Представление о религии как одном из орудий властвования над общественной массой, о церковной организации как органе государства в управлении страной унаследовано им от XVIII в. Такое назначение церкви в государстве получило твердую постановку в синодальной реформе Петра Великого, который, в значительной мере под прямым влиянием протестантских воззрений на роль светской власти в религиозном быту населения, окончательно ввел церковное управление в ряд правительственных учреждений империи. А эта петровская церковная реформа получила полное свое развитие именно в начале царствования Александра I, с тех пор как он назначил своего статс-секретаря князя А.Н. Голицына на должность синодального обер-прокурора и сделал его своим докладчиком по церковным делам. «Царский наперсник» – вопияли тогда церковные иерархи – стал править всеми делами церкви, и «все утихло, а дух монарха водворится в Синоде». Александр обсуждал с Голицыным и Сперанским планы коренных преобразований в Русской церкви, с целью поднять положение белого духовенства, освободить его от зависимости по отношению к прихожанам, поднять его материальное обеспечение и уровень его образования. Реформа духовных училищ проведена Голицыным и Сперанским вне влияния Синода, а заведование ими возложено на особую комиссию; состав самого Синода определялся очередными вызовами архиереев, по представлениям обер-прокурора, т. е. в полной зависимости от него. Бюрократизация церковного управления захватила не только «ведомство православной церкви», но также «инославных» – с учреждением в 1810 г. главного управления духовных дел иностранных исповеданий, под ведением того же обер-прокурора. Это делало его органом государственного управления не только господствующей церковью, русской и православной, но религиозным бытом населения вообще. Так еще в первой половине царствования Александра были заложены основы всей его дальнейшей церковной политики. Принцип этой политики – вероисповедный индифферентизм государства. Его крайним организационным выражением явилось учреждение в 1817 г. Министерства духовных дел и народного просвещения (в соответствии такому же министерству царства Польского), первый департамент которого делился на 4 отделения: 1) по делам греко-российского исповедания; 2) по делам исповеданий римско-католического, греко-униатского и армяно-григорианского; 3) по делам всех протестантских исповеданий и 4) по делам еврейским, магометанским и всех прочих нехристианских религий.
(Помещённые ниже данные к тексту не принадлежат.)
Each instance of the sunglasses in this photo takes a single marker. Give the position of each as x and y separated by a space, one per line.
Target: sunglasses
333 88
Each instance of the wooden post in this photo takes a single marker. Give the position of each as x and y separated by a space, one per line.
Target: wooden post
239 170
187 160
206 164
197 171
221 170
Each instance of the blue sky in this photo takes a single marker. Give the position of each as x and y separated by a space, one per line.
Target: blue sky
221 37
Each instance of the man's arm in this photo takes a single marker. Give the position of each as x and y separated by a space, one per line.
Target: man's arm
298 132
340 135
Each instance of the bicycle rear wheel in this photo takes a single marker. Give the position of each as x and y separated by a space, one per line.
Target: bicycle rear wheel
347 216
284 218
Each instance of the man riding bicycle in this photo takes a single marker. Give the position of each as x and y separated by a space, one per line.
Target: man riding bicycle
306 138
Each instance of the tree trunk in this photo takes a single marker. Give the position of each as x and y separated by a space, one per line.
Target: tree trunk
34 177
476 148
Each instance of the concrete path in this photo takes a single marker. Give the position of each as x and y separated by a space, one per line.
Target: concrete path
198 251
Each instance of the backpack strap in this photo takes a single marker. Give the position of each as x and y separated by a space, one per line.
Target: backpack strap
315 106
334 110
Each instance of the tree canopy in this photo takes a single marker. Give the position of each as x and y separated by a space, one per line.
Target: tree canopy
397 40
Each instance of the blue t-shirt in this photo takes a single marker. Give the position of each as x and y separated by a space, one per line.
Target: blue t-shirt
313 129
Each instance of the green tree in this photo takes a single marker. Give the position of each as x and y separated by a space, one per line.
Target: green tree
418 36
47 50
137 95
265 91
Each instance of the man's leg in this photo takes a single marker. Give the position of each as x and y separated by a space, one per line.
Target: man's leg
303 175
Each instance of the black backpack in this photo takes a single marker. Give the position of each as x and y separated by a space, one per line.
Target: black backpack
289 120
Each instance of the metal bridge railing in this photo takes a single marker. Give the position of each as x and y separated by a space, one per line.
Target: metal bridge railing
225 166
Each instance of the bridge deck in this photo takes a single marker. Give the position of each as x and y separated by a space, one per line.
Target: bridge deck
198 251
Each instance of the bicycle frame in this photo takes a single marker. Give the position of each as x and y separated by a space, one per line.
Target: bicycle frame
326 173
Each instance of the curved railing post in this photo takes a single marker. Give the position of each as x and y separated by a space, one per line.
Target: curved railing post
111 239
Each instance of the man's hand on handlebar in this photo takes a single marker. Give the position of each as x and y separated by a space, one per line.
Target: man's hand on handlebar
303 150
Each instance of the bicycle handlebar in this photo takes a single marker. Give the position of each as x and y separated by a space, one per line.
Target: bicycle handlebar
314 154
Вероисповедный индифферентизм был, прежде всего, принципом полицейского государства. Власти просвещенного абсолютизма, подчиняя себе организацию всего быта подчиненного населения, в частности и народного просвещения, видели в разноголосице исповеданий лишь досадное препятствие для планомерного воспитания общества согласно своим предначертаниям, а в их суетливых раздорах – ненужное и вредное нарушение общего успокоения на полной покорности государству. Но дело не только в этом. В духовной культуре русского общества накопилось к началу XIX в. немало веяний, которые вели к тому же результату. Рационализм с его учением о «естественной» религии, единой в основе для всего человечества, и с его преодолением теизма в пользу отвлеченного философского деизма сходился с реакцией в пользу прав «чувства и веры» и с масонством, искавшим самоусовершенствования «на стезях христианского нравоучения», но при освобождении людей «от предрассудков их родины и религиозных заблуждений их предков», от фанатизма и суеверия, от всех причин международной вражды, какие мешают слиянию человечества в «одно семейство братьев, связанных узами любви, познания и труда».
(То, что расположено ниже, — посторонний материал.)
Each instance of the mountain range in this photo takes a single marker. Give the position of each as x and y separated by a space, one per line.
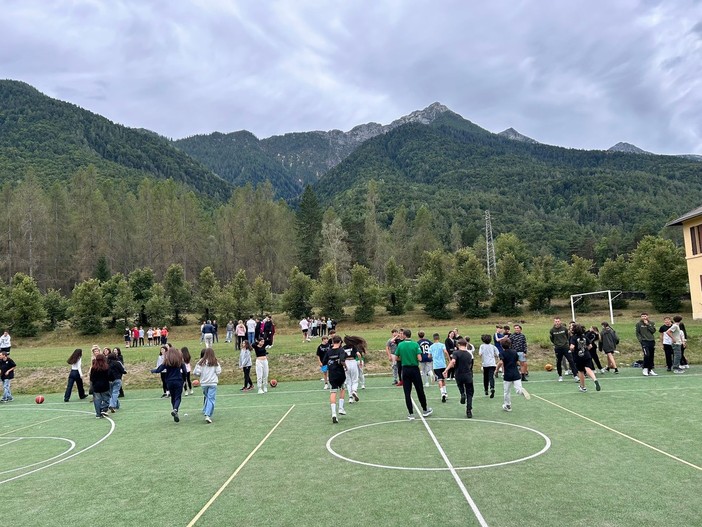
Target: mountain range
557 199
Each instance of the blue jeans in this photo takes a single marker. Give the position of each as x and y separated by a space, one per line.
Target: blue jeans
101 401
210 392
114 393
7 394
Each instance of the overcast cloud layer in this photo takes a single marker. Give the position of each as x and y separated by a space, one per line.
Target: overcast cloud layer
577 74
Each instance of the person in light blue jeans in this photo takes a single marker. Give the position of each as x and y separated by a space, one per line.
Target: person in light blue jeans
208 369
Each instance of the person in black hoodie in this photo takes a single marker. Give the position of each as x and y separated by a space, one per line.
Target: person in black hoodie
115 370
174 368
99 380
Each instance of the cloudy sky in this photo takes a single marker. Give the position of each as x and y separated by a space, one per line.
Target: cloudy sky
584 74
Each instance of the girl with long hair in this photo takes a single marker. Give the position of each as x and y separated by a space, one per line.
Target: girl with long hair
75 376
173 368
208 369
187 383
99 380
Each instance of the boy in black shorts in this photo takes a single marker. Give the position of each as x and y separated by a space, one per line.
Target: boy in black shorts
462 360
336 369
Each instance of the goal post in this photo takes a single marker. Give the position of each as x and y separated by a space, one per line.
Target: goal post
611 295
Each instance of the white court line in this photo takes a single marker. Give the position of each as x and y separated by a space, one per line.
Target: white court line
671 456
470 501
239 468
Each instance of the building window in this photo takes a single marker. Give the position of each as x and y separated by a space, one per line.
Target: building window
696 239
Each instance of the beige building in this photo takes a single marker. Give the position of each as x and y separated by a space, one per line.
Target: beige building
692 232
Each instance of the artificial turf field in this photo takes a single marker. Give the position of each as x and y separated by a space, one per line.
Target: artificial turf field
628 455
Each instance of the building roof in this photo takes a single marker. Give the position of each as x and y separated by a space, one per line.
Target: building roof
690 215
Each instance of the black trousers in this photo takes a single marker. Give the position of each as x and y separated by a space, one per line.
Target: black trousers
74 377
465 387
564 352
489 377
649 349
412 377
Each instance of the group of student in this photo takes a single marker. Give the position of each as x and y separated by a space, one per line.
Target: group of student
136 336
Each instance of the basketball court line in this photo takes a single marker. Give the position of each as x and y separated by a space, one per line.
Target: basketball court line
453 471
236 472
671 456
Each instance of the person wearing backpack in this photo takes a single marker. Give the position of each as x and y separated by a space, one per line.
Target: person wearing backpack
582 357
610 341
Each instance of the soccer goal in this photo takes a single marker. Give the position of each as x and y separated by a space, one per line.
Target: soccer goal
611 295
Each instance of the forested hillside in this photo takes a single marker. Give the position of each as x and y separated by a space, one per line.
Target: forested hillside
560 201
54 139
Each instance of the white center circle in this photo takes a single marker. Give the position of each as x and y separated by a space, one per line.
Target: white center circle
547 445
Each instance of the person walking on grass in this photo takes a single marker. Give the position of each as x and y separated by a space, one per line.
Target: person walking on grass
462 360
352 349
261 365
100 381
490 356
677 339
187 383
646 335
208 369
335 360
245 365
7 373
558 335
583 360
438 356
409 353
610 340
511 376
75 376
174 369
115 370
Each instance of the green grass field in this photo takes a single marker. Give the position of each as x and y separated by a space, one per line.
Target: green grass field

Александр вырос в атмосфере не только екатерининского двора, вольнодумного и рационалистического, но и гатчинского дворца, с его симпатиями к масонству, его немецкой, не чуждой пиетизма закваской. Его друг А.Н. Голицын, ставший из светского вольнодумца религиозным человеком в годы своего обер-прокурорства, однако, не втянулся в православную церковность, но признавал, что все исповедания, все религии и секты – «явления одного и того же духа Христова».